Développée en 2019, l’application eScriptorium dote le logiciel Kraken d’une interface graphique et facilite la conduite de campagnes de transcription automatique.
Cela fait longtemps que la transcription automatique des documents imprimés (OCR) et manuscrits (HTR) intéresse le monde de la recherche et celui des institutions patrimoniales. Le développement de processus s’appuyant sur l’intelligence artificielle et l’augmentation des capacités de calcul ont récemment ouvert de nouvelles perspectives. Dès le début des années 2000, des campagnes d’OCR ont été mises en place pour traiter les imprimés. Pour les manuscrits en revanche, ce n’est qu’à partir du milieu des années 2010 que les choses ont commencé à changer avec l’apparition de logiciels disponibles en ligne sur abonnement comme Transkribus ou en open source comme eScriptorium. C’est le groupe de recherche SCRIPTA PSL1 qui développe, depuis 2019, l’application eScriptorium dont la vocation principale était de doter le logiciel Kraken2 d’une interface graphique facilitant son utilisation. Kraken est un logiciel de transcription automatique développé en open source en 2015 par Benjamin Kiessling et conçu initialement pour proposer une meilleure prise en charge des textes non latins, en particulier arabes. Aujourd’hui, le groupe bénéficie des contributions d’autres infrastructures ou projets de recherche qui ont adopté l’application. Ce fut le cas du projet LectAuRep (Inria/Archives nationales) jusqu’en 2022 ou encore du groupe OpenITI (université du Maryland).
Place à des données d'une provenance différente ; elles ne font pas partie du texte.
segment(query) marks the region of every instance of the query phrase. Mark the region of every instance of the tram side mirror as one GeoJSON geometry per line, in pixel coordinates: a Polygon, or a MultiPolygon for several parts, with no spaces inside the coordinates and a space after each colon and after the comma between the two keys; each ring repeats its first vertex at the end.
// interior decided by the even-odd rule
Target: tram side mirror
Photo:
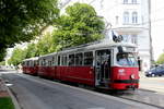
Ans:
{"type": "Polygon", "coordinates": [[[124,49],[121,46],[118,46],[118,52],[124,52],[124,49]]]}

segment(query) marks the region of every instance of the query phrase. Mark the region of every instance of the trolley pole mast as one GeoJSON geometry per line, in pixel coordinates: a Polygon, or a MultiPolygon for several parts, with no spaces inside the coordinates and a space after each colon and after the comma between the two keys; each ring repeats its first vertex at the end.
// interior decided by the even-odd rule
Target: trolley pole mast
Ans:
{"type": "Polygon", "coordinates": [[[151,0],[148,0],[148,10],[149,10],[149,36],[150,36],[150,65],[153,64],[153,46],[152,46],[152,34],[151,34],[151,0]]]}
Vue du tableau de bord d’eScriptorium permettant de gérer la segmentation et la transcription d’un document manuscrit.
Un espace de travail pour gérer les étapes essentielles d’une campagne de transcription
L’application eScriptorium sert d’espace de travail pour gérer les étapes essentielles d’une campagne de transcription. Celles-ci sont relativement simples : charger des images (y compris en les extrayant d’un fichier PDF ou d’un serveur IIIF), analyser la mise en page en localisant des ensembles de lignes de texte auxquelles on peut assigner des types, et enfin transcrire. Ces deux dernières étapes peuvent être réalisées à la main ou bien à l’aide de Kraken. À l’issue du processus, des triades composées d’une image, des coordonnées des lignes ou des ensembles, et de la transcription peuvent être exportées dans des formats standards (XML ALTO et PAGE) et servir à générer par exemple des éditions numériques. Ce sont aussi ces triades qui permettent de créer des modèles à l’aide de Kraken, avec ou sans l’intermédiaire d’eScriptorium. Les modèles sont des fichiers qui enregistrent une représentation abstraite des informations telles qu’elles ont été apprises par le logiciel au contact d’exemples de transcription. Cette abstraction permet à un logiciel comme Kraken de générer un texte à partir de l’analyse d’une image. En plus de ces actions essentielles, eScriptorium propose d’autres fonctionnalités pour la gestion de projet : création d’équipe, partage des transcriptions, images et modèles, regroupement des images en « documents », eux-mêmes rangés dans des « projets », étiquetage des documents, suivi de la progression, etc.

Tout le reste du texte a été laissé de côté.